The Montenegrin cap (Црногорска капа), refers to a flat cylindrical cap with a red top and black brim, traditionally worn in Old Montenegro and Eastern Herzegovina. It was further popularized by Prince-Bishop Petar II Petrović-Njegoš in the mid-1840s as a replacement for the then-popular Ottoman red fez. It is the common headgear in the traditional costume of Montenegro.

The cap (or rather, hat) is in the shape of a flat cylinder, with a red colour upper surface called tepelak, and an external wrap of cotton or silk fabric in black colour called deravija. The deravija was easily worn out and exchanged. It is also called zavratka (завратка) in Herzegovina.

==Symbolism==
In the 19th century Serbian and Montenegrin leaders used the Battle of Kosovo (1389) and Kosovo Myth as an idea for the historical continuation in national rebirth. There exists several folkloristic interpretations of the cap's design. Folklore recorded the most popular interpretation as the black wrapper being a sign of grief for the Serbs' once great empire, the red a symbol of spilled blood at the Battle of Kosovo (1389). Another interpretation is that the black wrap is a sign of grief for the heroes fallen at Kosovo, the red for blood spilt, and the golden sewing the struggle of enslaved Montenegro against the Ottoman Empire. There are various interpretations on the golden sewing on the top. Njegoš distributed the cap among the tribal leaders as a sign of Serbdom (and Serb national identity).

==History==
The first depiction of a Montenegrin cap is allegedly from an aquarelle of Austrian diplomat F. Vukassovich from 1782 depicting armed Montenegrins.

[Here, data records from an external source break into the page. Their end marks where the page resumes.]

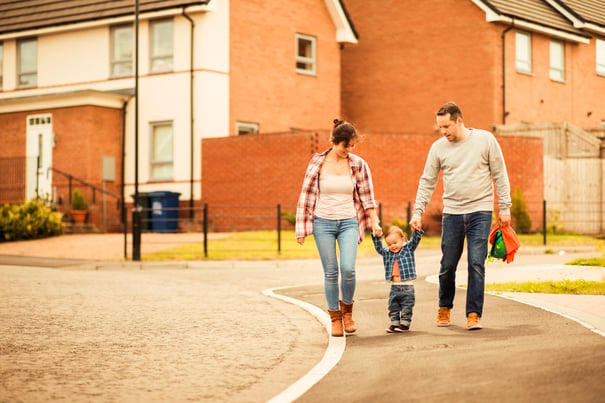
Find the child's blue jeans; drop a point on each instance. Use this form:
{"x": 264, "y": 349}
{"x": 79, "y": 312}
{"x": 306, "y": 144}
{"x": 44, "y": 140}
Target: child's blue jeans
{"x": 401, "y": 304}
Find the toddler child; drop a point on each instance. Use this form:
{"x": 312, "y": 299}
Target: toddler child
{"x": 400, "y": 271}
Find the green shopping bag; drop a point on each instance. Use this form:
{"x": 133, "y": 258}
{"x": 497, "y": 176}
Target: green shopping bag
{"x": 498, "y": 249}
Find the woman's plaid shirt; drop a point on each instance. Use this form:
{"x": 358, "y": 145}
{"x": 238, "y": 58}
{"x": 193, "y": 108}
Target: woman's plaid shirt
{"x": 363, "y": 193}
{"x": 405, "y": 257}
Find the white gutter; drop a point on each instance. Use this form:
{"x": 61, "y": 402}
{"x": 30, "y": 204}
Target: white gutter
{"x": 577, "y": 22}
{"x": 492, "y": 16}
{"x": 64, "y": 100}
{"x": 105, "y": 22}
{"x": 344, "y": 31}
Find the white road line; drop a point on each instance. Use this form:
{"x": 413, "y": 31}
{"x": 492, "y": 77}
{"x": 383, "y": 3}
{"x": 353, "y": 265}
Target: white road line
{"x": 333, "y": 354}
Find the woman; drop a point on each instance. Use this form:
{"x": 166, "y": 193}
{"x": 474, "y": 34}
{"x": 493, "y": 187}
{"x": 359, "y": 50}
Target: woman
{"x": 335, "y": 205}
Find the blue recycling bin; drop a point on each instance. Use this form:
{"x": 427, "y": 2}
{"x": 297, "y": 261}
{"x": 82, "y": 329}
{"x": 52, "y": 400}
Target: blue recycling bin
{"x": 164, "y": 211}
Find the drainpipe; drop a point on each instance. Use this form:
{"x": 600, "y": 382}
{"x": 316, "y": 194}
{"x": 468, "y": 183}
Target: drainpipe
{"x": 122, "y": 166}
{"x": 504, "y": 113}
{"x": 191, "y": 140}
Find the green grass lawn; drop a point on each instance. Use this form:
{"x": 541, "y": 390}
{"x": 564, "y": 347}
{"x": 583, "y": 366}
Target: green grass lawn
{"x": 579, "y": 287}
{"x": 262, "y": 245}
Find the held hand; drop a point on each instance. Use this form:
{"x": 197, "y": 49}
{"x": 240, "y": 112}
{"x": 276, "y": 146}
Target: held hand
{"x": 504, "y": 220}
{"x": 376, "y": 230}
{"x": 416, "y": 224}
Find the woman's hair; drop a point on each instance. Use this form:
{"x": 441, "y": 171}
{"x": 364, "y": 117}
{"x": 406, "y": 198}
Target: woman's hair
{"x": 452, "y": 109}
{"x": 343, "y": 131}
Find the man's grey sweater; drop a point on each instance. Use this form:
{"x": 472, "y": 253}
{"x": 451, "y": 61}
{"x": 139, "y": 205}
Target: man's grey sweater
{"x": 470, "y": 168}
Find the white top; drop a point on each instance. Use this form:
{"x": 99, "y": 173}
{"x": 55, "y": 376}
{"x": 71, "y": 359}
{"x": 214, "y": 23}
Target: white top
{"x": 335, "y": 197}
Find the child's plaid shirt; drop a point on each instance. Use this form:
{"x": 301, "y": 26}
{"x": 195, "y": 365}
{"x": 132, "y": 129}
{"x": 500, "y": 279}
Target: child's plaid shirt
{"x": 405, "y": 257}
{"x": 363, "y": 193}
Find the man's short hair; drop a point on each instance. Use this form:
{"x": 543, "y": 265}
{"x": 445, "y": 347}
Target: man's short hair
{"x": 452, "y": 109}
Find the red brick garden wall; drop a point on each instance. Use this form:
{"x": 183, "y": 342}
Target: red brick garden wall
{"x": 250, "y": 175}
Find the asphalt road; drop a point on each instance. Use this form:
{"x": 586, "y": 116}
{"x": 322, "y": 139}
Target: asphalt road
{"x": 97, "y": 331}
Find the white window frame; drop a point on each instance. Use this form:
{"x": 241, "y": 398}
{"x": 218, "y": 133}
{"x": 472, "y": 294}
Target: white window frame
{"x": 523, "y": 52}
{"x": 557, "y": 60}
{"x": 600, "y": 56}
{"x": 156, "y": 163}
{"x": 27, "y": 76}
{"x": 161, "y": 58}
{"x": 306, "y": 64}
{"x": 121, "y": 65}
{"x": 242, "y": 128}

Serbian philologist Vuk Karadžić (1787–1864) recorded the Serbian usage kariklija (кариклија) and karikača (карикача, from "kara", black and kačket–casquette) in the dictionary Srpski rječnik (1818) as simply "a round cap [mütze] of Herzegovina", then elaborated on it in later dictionaries: of red fabric, a tubular top as the fez, with a black lining (wrap) "where some in battle carry cartridges as they are more convenient than in pouches". He also recorded šišak as the name for "the Montenegrin and Herzegovinian cap which is called kariklija in Serbia". In 1837 Karadžić described the Montenegrin headgear as "red cloth hats ... lined with black cloth on the outside; when the cloth is torn, the entire hat remains red. They keep money and other small items beneath their hats, and in wartime, cartridges, so that they can be easily reached. Many wear scarves of various colors around their hats, which are often silk among younger and wealthier people, and when wrapped like this they look like a small turban." A cap was donated to the Russian Academy of Sciences in 1838.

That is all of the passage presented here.